Special characters wrong encoding
I have a problem with the encoding of special characters. If I send e.g. ß from the client to the server and print it to the console, I only see: Ò
I already tried to replace all Special chars to HTML entities and on server side entities to special chars. But that's not working either.
All special chars I print to the console from the server-script have wrong encodings! So it's definitely a PHP/Server-Problem.
This likely doesn't have to do with anything HTML but character encoding. The WebSocket specification states everything has to be UTF-8 so special characters shouldn't be a problem.
Make sure the ini setting mbstring.func_overload is set to 0.
Also check your default_charset and any iconv settings.
I checked those config options. mbstring.func_overload is set to 0, default_charset, input_encoding, output_encoding and internal_encoding is set to utf8.

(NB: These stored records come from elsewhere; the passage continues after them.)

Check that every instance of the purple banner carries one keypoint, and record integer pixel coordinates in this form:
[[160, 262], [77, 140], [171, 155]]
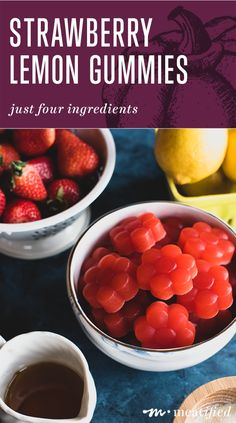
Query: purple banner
[[100, 64]]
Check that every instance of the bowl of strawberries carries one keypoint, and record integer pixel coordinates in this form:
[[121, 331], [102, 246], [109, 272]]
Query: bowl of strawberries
[[153, 285], [48, 179]]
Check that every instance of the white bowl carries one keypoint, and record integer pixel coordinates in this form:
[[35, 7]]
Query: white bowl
[[132, 356], [55, 234]]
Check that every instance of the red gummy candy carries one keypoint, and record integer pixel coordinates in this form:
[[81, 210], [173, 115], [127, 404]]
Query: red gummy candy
[[137, 234], [164, 326], [119, 324], [203, 241], [166, 272], [211, 291], [96, 255], [110, 283], [173, 227]]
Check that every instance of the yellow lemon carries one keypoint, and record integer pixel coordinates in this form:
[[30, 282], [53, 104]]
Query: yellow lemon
[[213, 184], [190, 155], [229, 165]]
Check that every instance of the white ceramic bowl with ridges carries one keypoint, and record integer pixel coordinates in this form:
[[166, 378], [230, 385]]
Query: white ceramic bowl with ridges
[[37, 347], [55, 234], [137, 357]]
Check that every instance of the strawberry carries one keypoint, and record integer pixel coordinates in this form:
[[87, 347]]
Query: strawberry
[[75, 157], [7, 155], [45, 168], [21, 211], [63, 193], [26, 182], [2, 202], [33, 142]]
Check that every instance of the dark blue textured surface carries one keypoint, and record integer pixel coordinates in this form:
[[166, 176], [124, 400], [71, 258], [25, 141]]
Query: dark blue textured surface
[[33, 297]]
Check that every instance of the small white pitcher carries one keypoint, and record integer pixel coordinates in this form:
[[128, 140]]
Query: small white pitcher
[[34, 347]]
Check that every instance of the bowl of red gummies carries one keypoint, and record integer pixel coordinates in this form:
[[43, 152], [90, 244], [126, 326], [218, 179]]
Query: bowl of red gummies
[[153, 285]]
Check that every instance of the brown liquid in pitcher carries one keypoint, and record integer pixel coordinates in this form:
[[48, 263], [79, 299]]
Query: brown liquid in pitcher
[[46, 390]]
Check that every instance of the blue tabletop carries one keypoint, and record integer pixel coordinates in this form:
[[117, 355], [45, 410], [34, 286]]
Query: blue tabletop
[[33, 297]]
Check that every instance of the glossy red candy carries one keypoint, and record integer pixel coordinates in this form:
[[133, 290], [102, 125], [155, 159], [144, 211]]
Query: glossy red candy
[[94, 258], [166, 272], [205, 242], [119, 324], [173, 227], [164, 326], [110, 283], [137, 234], [211, 291]]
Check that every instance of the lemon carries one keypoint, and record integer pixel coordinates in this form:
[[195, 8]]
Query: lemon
[[213, 184], [229, 165], [189, 155]]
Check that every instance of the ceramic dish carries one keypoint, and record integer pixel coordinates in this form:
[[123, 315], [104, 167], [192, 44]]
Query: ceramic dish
[[137, 357], [57, 233]]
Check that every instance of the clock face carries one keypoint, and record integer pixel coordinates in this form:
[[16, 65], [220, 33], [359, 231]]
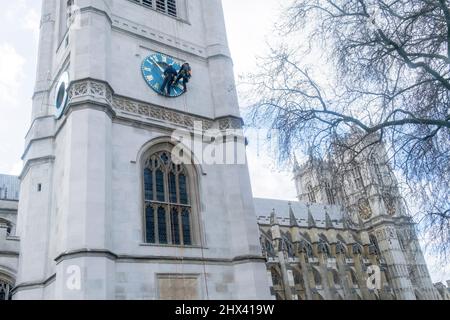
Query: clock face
[[61, 95], [153, 71]]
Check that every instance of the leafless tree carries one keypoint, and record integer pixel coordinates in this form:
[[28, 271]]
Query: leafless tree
[[387, 75]]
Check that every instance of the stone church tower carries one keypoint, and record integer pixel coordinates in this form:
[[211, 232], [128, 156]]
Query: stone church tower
[[366, 187], [104, 211]]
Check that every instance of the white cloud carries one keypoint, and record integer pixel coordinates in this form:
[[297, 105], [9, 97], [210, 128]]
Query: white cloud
[[11, 66], [16, 168]]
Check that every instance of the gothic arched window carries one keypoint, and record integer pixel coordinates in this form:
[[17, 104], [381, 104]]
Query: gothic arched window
[[311, 194], [317, 277], [168, 207], [373, 248], [377, 169], [357, 176], [330, 193]]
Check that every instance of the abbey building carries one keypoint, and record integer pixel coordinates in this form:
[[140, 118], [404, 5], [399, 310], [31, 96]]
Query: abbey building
[[103, 209]]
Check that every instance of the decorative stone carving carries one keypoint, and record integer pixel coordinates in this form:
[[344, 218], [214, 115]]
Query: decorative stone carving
[[90, 89], [100, 91], [365, 212]]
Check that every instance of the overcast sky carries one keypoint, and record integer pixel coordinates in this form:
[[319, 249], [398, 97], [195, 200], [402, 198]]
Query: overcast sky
[[249, 24]]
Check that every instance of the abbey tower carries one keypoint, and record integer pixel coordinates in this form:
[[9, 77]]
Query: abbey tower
[[104, 211]]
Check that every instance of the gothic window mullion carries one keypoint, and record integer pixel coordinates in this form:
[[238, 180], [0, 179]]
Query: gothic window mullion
[[171, 220]]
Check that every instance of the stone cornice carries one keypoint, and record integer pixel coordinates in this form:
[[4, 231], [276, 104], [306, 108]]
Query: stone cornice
[[91, 91], [161, 259]]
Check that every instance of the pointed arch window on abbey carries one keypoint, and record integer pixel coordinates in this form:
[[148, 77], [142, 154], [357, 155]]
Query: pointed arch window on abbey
[[168, 211], [311, 194], [357, 177], [330, 193], [377, 169]]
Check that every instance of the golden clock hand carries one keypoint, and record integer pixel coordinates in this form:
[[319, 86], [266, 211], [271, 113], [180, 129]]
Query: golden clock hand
[[156, 63]]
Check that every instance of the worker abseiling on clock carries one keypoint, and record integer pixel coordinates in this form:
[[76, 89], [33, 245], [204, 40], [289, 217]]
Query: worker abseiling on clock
[[184, 74], [169, 76]]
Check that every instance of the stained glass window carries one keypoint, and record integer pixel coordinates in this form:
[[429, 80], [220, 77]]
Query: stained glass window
[[168, 213], [162, 225]]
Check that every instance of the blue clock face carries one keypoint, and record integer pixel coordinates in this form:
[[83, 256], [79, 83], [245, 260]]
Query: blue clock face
[[153, 69]]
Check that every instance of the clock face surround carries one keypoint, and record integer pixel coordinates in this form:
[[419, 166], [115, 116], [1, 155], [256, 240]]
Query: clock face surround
[[153, 68], [61, 94]]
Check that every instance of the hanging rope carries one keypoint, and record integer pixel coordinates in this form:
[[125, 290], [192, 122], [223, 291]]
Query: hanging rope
[[199, 218]]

When I send special characters from the Server to the Client, everything is working fine:
server class:
<?php
class Server
{
public function onOpen(ConnectionInterface $conn)
{
$conn->send('äüöß');
}
}
client:
var ws = new WebSocket('...');
ws.onmessage = function (e) {
console.log(e.data);
}
In the console I can see "äüöß".
But when I send special characters from the client to the server and use those strings for database statements, it won't work because special chars are converted to something cryptic.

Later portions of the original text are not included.